Light therapy has been proven useful in treating nonseasonal depression, according to a study published on November 18 in the journal JAMA Psychiatry.
Research was carried out between October 2009 and March 2014, having been led by Dr. Raymond Lam, head of the Mood and Anxiety Disorders Program at the University of British Columbia, in Canada.
The purpose was to test if light therapy, which is commonly employed against seasonal affective disorder (SAD), is also effective in addressing the symptoms associated with nonseasonal depression as well.
The scientists’ belief was that daily exposure to an active 10 000-flux fluorescent white light box allows the body to re-balance its circadian rhythms.
According to them, this could prove helpful not just to those who experience depressive episodes when seasons change, but even to others who suffer from persistent low moods, since studies have shown that inadequate sleeping patterns can contribute to depression.
During a randomized controlled trial, 122 adults affected by clinical depression unrelated to seasonal patterns were divided into 4 groups.
Some of the participants received light therapy for 30 minutes every morning , and were also administered fluoxetine (a popular antidepressant known under the trade name of Prozac or Sarafem).
Others were assigned to using light therapy, in conjunction with a placebo pill, while a third group was asked to use a placebo device, while also taking fluoxetine on a daily basis. The last category of participants used a placebo pill, as well as a placebo device.
The experiment lasted for a period of 8 weeks, and throughout this period experts surveyed the subjects, aged between 19 and 60, using the Montgomery-Åsberg Depression Rating Scale (MADRS), in order to assess the severity of their depressive episodes.
It was discovered that approximately 59% of those who had used a fluorescent light box in addition to Prozac had experienced a significant improvement in their condition, receiving normal scores at their evaluation.

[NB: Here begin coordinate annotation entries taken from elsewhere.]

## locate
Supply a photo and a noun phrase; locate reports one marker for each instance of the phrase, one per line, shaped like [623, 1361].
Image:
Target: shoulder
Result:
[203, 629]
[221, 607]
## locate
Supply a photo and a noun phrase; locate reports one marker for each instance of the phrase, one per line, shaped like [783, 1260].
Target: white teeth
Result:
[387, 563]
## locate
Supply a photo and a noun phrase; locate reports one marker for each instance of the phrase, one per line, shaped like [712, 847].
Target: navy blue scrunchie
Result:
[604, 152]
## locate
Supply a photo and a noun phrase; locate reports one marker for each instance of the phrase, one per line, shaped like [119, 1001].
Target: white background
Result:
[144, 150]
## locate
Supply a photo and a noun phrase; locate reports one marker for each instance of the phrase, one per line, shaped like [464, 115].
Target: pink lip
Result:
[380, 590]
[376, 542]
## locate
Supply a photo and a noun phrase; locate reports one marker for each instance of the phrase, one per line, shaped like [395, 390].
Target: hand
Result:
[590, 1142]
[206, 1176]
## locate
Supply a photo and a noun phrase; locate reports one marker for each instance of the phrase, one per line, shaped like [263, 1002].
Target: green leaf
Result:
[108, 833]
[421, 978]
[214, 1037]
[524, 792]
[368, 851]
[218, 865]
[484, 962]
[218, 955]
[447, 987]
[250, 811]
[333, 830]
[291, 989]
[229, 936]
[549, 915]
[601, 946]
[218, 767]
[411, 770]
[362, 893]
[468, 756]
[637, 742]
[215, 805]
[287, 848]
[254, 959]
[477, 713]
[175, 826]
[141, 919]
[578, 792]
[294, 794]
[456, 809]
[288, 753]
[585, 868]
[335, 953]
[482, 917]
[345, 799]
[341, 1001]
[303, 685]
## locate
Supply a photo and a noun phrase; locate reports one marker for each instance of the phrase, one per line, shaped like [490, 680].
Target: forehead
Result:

In contrast, the percentage of those who entered remission after being treated exclusively with light monotherapy was of just 44%.
Overall outcome was more discouraging among the two other categories. Around 30% of those who had used placebo pills and fluorescent light devices witnessed an amelioration.
This was still better than the results obtained by those who had only taken antidepressants, in combination with sham light therapy. In this category, just a fifth of the participants obtained normal scores when the MADRS questionnaire was carried out.
Based on these studies, researchers now think that indeed light therapy might be successful in allowing the body to rewire itself, and to adjust its internal clock so that mood disruption can be reduced.
Another speculation is that the positive changes are linked to the fact that light exposure influences serotonin, a neurotransmitter which helps regulate emotional and mental well-being.
The study does have some limitations however, such as the researchers’ failure to take into account the amount of natural light received by each subject throughout the experiment.
Meanwhile, Simon Rego, director of psychology training at Montefiore Medical Center, has declared that the findings are still promising, since they show that light therapy might be beneficial for treating a wider variety of depression forms than it had been previously thought.
Psychotherapy requires sustained effort and its results aren’t always as expected. Similarly, traditional antidepressants aren’t successful on every occasion, and can trigger severe adverse reactions. In contrast, this alternative treatment has a much higher tolerability and effectiveness, while being extremely safe to use.
The devices are also relatively cheap and widely commercialized in pharmacies and specialized stores. They cost somewhere between $100 and $300, and can be covered by some health insurance plans.